Using scikit-learn SVM classifier, an email spam classifier is trained and tested on SPAM ASSASSIN public corpus (https://spamassassin.apache.org/old/publiccorpus/)
This public source contains 3 sets of emails: easy_ham, hard_ham, and spam
The first two sets of emails (easy_ham and hard_ham) overall contain 3300 non-spam emails and spam folder has 500 spam emails.
In the first step, the emails are imported into Python and normalized as below:
- any punctuations are removed
- all the characters in the emails are lower-cased
- email addresses are replaced by "emailaddr" string
- URL addresses are substituted by "urladdr" string
- all the numbers are replaced by "number" string
- $ sign is replaced by "dollar" string
In the second step, the pre-processed emails and their labels are combined together and using CountVectorizer from scikit-learn library in Python, a sparse matrix of token counts using single words in the emails are produced. Here, we are ignoring 5% the tokens with the highest and lowest frequencies. This provides us with a sparse matrix of size (3302, 564) that acts as our training example set.
Using our training examples, we develop a validation curve to obtain an optimum regularization parameter (C) for our SVM classifier.

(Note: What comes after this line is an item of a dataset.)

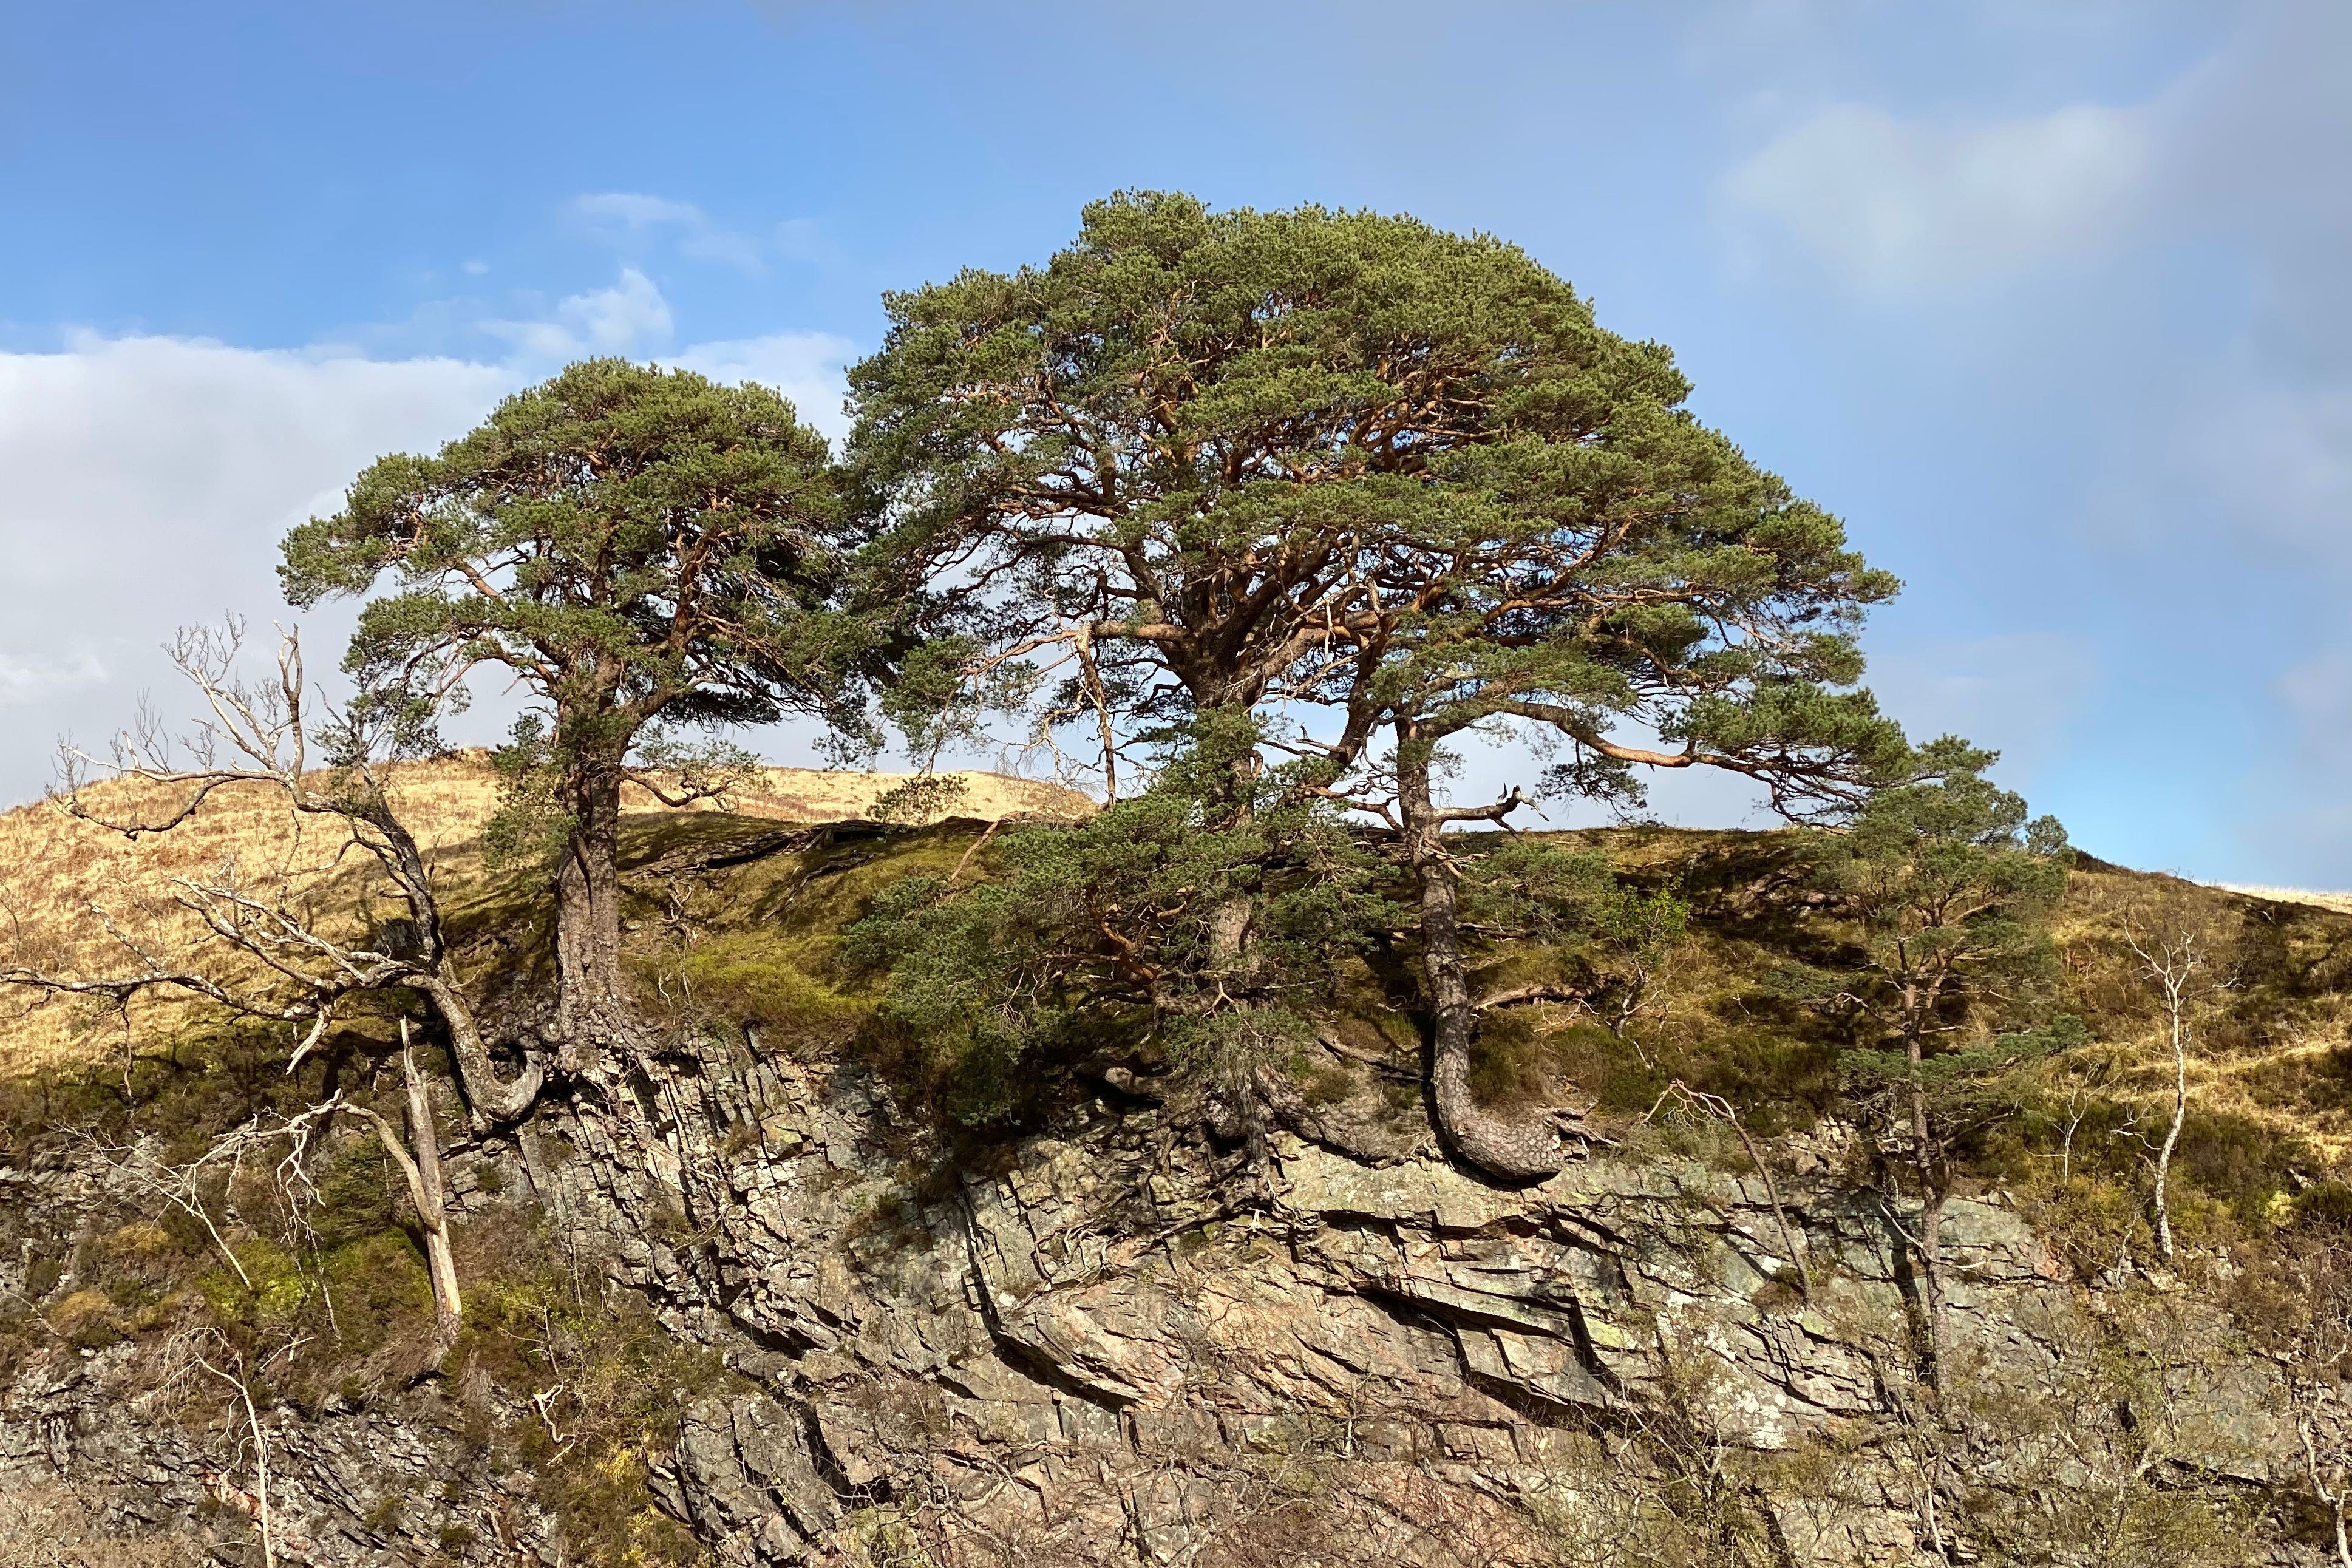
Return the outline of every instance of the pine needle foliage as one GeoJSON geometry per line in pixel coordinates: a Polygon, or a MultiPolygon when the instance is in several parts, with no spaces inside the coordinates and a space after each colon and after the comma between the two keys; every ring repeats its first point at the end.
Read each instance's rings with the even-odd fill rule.
{"type": "Polygon", "coordinates": [[[845,957],[887,973],[883,1015],[957,1120],[1013,1117],[1041,1074],[1107,1047],[1246,1078],[1397,925],[1391,873],[1279,770],[1226,809],[1234,744],[1193,745],[1076,827],[1003,835],[984,879],[896,883],[850,929],[845,957]],[[1245,943],[1222,928],[1236,911],[1245,943]]]}
{"type": "Polygon", "coordinates": [[[2019,1070],[2084,1038],[2057,1013],[2050,921],[2066,892],[2066,836],[2031,821],[2022,797],[1983,777],[1991,753],[1939,742],[1936,777],[1872,795],[1830,841],[1825,871],[1857,921],[1860,961],[1837,982],[1864,1042],[1847,1053],[1853,1092],[1880,1126],[1890,1188],[1909,1167],[1919,1202],[1906,1232],[1917,1254],[1930,1382],[1948,1371],[1940,1230],[1957,1145],[2023,1102],[2019,1070]]]}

Based on this curve, the choice of C=2.0 should suffice since it has a high mean f1-score and also low f1-score standard deviation.
Furthermore, we obtain a learning curve to check if obtaining additional training examples could increase the performance of our classifier.
This curve suggests that obtaining extra training examples can improve the performance of our SVM classifier.
Now, the cross-validation score of our SVM classifier is obtained using Stratified K-fold Cross-Validation (K=10).
svm cross validation f1-score: [0.93877551 0.9010989 0.95833333 0.94736842 0.97959184 0.94736842 0.95833333 0.91304348 0.92473118 0.77419355]
svm cross validation mean f1-score: 0.9242837966253272
svm cross validation std f1-score: 0.05463030078743098
Finally, after checking the performance of our classifier, an SVM classifier is trained over all the training examples available and saved.